You will have pestered your parents or your grandparents for stories and photos and jewelry and diaries – anything that will give you an insight into their life.

If your great-grandfather enlisted and fought in World War 1 or your great-grandmother ran messages for the IRA during the War of Independence you will have religiously checked through books and blogs and articles to try and get a sense of the world and community that they lived through.

I recently wrote a blog about my great-granduncle, Timothy McSweeney, and tried to imagine what it was like for him, and his family, when the attack on the RIC Barracks in Blarney in 1920 occurred and it was difficult, it would have been so much easier if there was a journal or a diary for me to pick up and read his, or someone else’s, own lived experiences.
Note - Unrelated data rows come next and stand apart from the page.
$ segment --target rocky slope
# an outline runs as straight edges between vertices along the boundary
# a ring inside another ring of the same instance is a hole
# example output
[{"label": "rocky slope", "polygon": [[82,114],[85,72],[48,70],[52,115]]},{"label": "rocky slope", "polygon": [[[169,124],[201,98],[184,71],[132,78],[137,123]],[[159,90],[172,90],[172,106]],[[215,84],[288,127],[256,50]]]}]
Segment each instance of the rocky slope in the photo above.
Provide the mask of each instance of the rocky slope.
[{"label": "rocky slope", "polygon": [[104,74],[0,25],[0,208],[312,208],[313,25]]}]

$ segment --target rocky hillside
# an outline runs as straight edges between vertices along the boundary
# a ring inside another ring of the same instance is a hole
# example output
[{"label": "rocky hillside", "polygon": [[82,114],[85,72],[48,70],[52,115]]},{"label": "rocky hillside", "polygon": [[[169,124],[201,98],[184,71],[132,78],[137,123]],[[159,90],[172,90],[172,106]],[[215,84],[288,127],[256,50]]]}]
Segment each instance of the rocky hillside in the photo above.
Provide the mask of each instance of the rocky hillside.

So that’s why I am starting a journal for my grandchildren’s children (how mind-blowing is that!) so that they can learn what it was like to live in Cork during these unprecedented times. To be honest, I am dreading it, I am not a natural writer and putting anything down on paper has me writhing in embarrassment and self-consciousness.

But I believe that it is a good thing, not necessarily for you or me, but for the future who will want to know about their past, think of it as a letter to them!

And so to help and encourage you I have spent a happy few hours down various rabbit holes and have compiled a top ten list of how to get started writing a journal, along with images of diaries and journals from some pretty famous people over the years.

  • Use a cheap notebook, no need to splash out, but remember where you put it!

 

  • Keep your entries short.

 

  • Never write on the first page. It’s a lot of pressure to write the ‘right thing’ for the first page. Turn the page to the next fresh page, and start from there.

 

  • Don’t stress – it’s not supposed to be a chore or a test.

 

  • Keep it simple.

 

  • Maybe use lists to things you did, or saw or read online.

 

  • Don’t try to make it perfect – none of us are so why would this be?

 

  • Remember, this is for your descendants, in a hundred years time they won’t care about bad writing or spelling & will be thrilled to hold and read something that their ancestor, you, have written!

 

  • Don’t lose it!

 

  • Do not throw it out in a few years when you find it and are embarrassed at what you wrote, your ancestors won’t care.